On Aug. 4, the Landmark Community Newspapers LLC-owned newspaper launched Evening Pilot, a weekday night and Sunday morning magazine exclusively for tablet computers. An iPad app for Evening Pilot is available now. Apps for other tablets are coming soon.

The early returns are encouraging. In just one week, The Virginian-Pilot's Evening Pilot app was downloaded nearly 4,000 times and Evening Pilot had more than 250,000 page views. Advertising sponsorship of the app's loading page is sold out for three months, and readers were generating lots of positive feedback through the app's survey tools.

They're all good signs that the newspaper's concept for a product specifically designed for the desires of tablet readers is fleshing out the research that inspired the product.

 

Late last year Virginian-Pilot editor Denis Finley read studies that indicated tablet news readers have far different habits than people who consume their news in print or on their smartphones, desktops and laptops. "[Tablet readers] read in the evening and like lots of visuals and long-form stories," he said. He found that people used their other devices in shorter bursts during the day, searching for breaking news, traffic or weather updates.

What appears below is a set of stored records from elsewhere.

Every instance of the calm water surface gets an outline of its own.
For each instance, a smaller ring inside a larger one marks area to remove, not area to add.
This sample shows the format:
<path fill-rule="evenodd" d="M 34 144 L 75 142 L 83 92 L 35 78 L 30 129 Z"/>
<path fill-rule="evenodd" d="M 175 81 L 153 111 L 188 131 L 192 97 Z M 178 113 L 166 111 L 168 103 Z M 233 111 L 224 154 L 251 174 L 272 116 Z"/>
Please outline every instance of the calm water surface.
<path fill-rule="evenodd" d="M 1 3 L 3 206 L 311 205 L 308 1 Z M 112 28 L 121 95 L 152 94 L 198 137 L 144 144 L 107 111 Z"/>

Finley described the difference as a lean-back approach vs. a lean-forward one. With their tablets, consumers are looking for deeper reads. They're ready to sit back at night and unwind. They spend more time with the tablet, and they want to enjoy the content they read.

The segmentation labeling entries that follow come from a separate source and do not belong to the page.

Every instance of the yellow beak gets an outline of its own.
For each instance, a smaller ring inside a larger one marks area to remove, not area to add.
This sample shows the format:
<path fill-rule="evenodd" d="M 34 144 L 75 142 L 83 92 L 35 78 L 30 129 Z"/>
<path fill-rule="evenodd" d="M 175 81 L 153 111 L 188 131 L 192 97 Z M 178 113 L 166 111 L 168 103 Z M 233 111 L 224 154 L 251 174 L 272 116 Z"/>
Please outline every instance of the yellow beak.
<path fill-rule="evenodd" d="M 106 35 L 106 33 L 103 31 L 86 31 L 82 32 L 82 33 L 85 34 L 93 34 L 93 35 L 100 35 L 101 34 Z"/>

With that in mind, staff members representing all of The Virginian-Pilot's departments met to examine options for reaching that audience. The committee, led by Katrice Hardy, came up with the idea for Evening Pilot – a concept that is a combination of magazine and reincarnation of an evening newspaper. Hardy was later named tablet editor.

"The content is tailored is for what we know about the tablet reader," Finley said. "They want to read interesting stories and engaging content – content they can't get anywhere else, so we pick and choose stories that might not appear in the newspaper and tailor them to the tablet audience. We are trying to create a unique product."

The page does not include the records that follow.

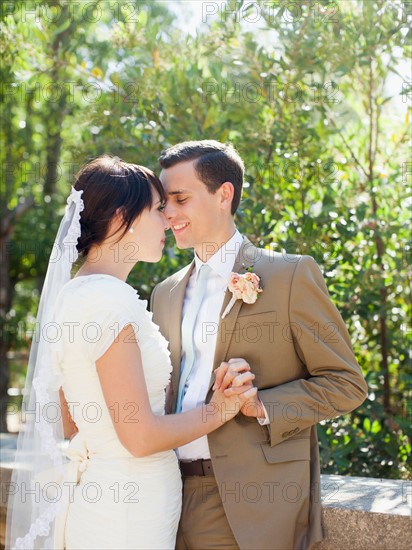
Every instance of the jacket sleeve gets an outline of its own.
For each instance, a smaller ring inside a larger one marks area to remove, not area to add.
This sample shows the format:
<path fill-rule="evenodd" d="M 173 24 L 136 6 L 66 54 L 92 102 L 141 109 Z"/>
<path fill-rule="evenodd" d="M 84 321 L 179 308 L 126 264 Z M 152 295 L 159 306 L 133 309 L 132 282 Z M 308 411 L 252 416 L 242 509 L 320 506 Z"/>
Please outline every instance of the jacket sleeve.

Of course, Evening Pilot also has content that appears in the daily newspaper, but EP readers get it earlier and with extra features not available anywhere else. As part of a series revisiting the case of convicted naval spy John Walker, tablet readers were able to see timelines of the events in the case and the Cold War, graphic representations of the KGB and tools of the spy trade, and an interactive map marking locations in the Norfolk area where Walker lived and where he made drops of information for his Soviet handler. There's also a quiz on the world of espionage. "All of that stuff is tablet only," Finley said. "It's a lot of fun, and it's got the things that tablet readers say they use and want."

In addition to Hardy, the editor, Evening Pilot has its own reporter photo editor and graphic designer drafted from the roster of The Virginian-Pilot's newsroom. The app was built to The Pilot's specs by the newspaper's mobile vendor Spreed Inc.

Starting in September, when The Virginian-Pilot launches a paid digital subscription model, EP will be metered with a limited number of stories available to readers before they will be prompted to subscribe to it. Any subscriber can download the app for free. Banner ads from The Virginian-Pilot's website are also sent to Evening Pilot, and the paper's advertising staff has sold sponsorship of the app's loading page for its first three months.

The early success of EP can be attributed in part to having all of the newspaper's departments represented on the concept committee. "We are pretty collaborative organization. We've broken down a lot of the walls that have existed between departments," Finley said. "There's still a line so we can make sure we are independent, but we want to make money and sell our product, and to do that we work very closely with the ad department. It's a necessity in the business now."

Preparing for the future is also a necessity. "We have to bridge the gap between print and digital, and this tablet app will help us accomplish that," Finley said. "Someday everything will be digital. I think that's still pretty far away, but you've got to think now about bridging the gap. This is one way we are doing it. We're building expertise and audience and showing our community that we're not standing still."